Aus dem unten verlinkten Artikel von Mohammad Gharaibeh von 2014:

Zitat Anfang
Wahhabiten kann man in der Regel nur der ersten Gruppe zurechnen. Es ist ein offensichtlicher Unterschied zwischen Wahhabiten und Salafisten, dass Wahhabiten loyal zum Königshaus der Al Saud stehen. Salafisten dagegen wollen einen islamischen Staat - ohne weltliche Macht wie etwa eine Monarchie.

Dennoch werden die Begriffe Wahhabismus und Salafismus oftmals synonym benutzt.
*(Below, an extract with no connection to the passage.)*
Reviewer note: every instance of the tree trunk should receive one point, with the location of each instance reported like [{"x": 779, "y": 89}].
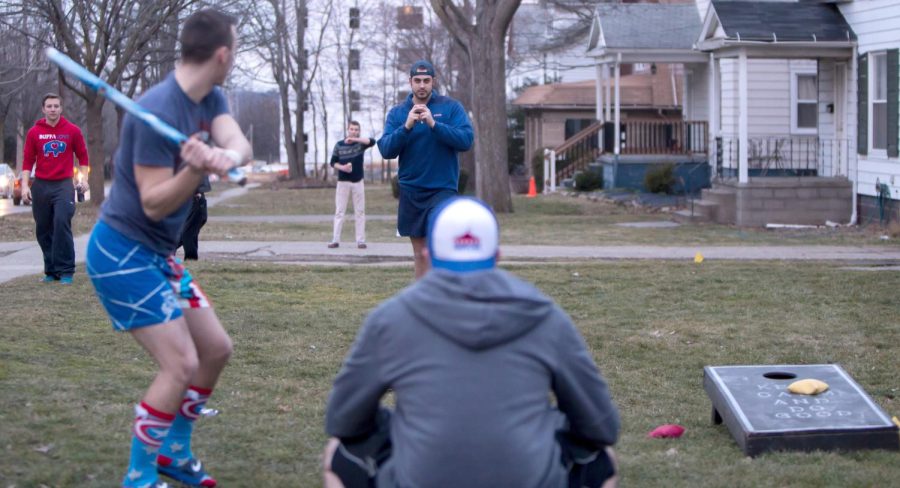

Was einer genauen Betrachtung jedoch nicht Stand hält. Zwar berufen sich beide - nicht zuletzt wegen gegenseitigen Beeinflussung - auf nahezu identische Glaubensgrundsätze, unterscheiden sich aber in ihren Methoden.
Zitat Ende

Anders als der Artikel von Mohammad Gharaibah verbreitet der Artikel von Mahmoud Jaraba Platitüden über die Verbindung zwischen Wahabismus und Salafismus.
Es stimmt zwar, dass Wahabiten mit viel Geld massgeblich die Verbreitung des Islamismus in der Welt vorangetrieben haben.
Es stimmt aber auch, dass die meisten Islamisten in der Welt, Muslimbrüder und Salafisten, inzwischen aktuell erbitterte Gegner der Wahabiten oder zumindest des saudischen wahabitischen Systems sind.

Diese Tatsachen sind geeignet, eine fundierte Kritik des Islamismus zu begründen ....

Was anscheinend nicht das Anliegen des Autors Jaraba ist. Wahrscheinlich ist sein Anliegen, die westliche Öffentlichkeit gegen Saudi-Arabien aufzubringen, wofür aber zutreffende aktuelle Gründe an erster Stelle aufgeführt werden könnten (Jemen-Krieg, Koshoggi-Mord).

Bleibt die Frage, warum ein Text mit so undifferenziertem Inhalt auf Qantara steht.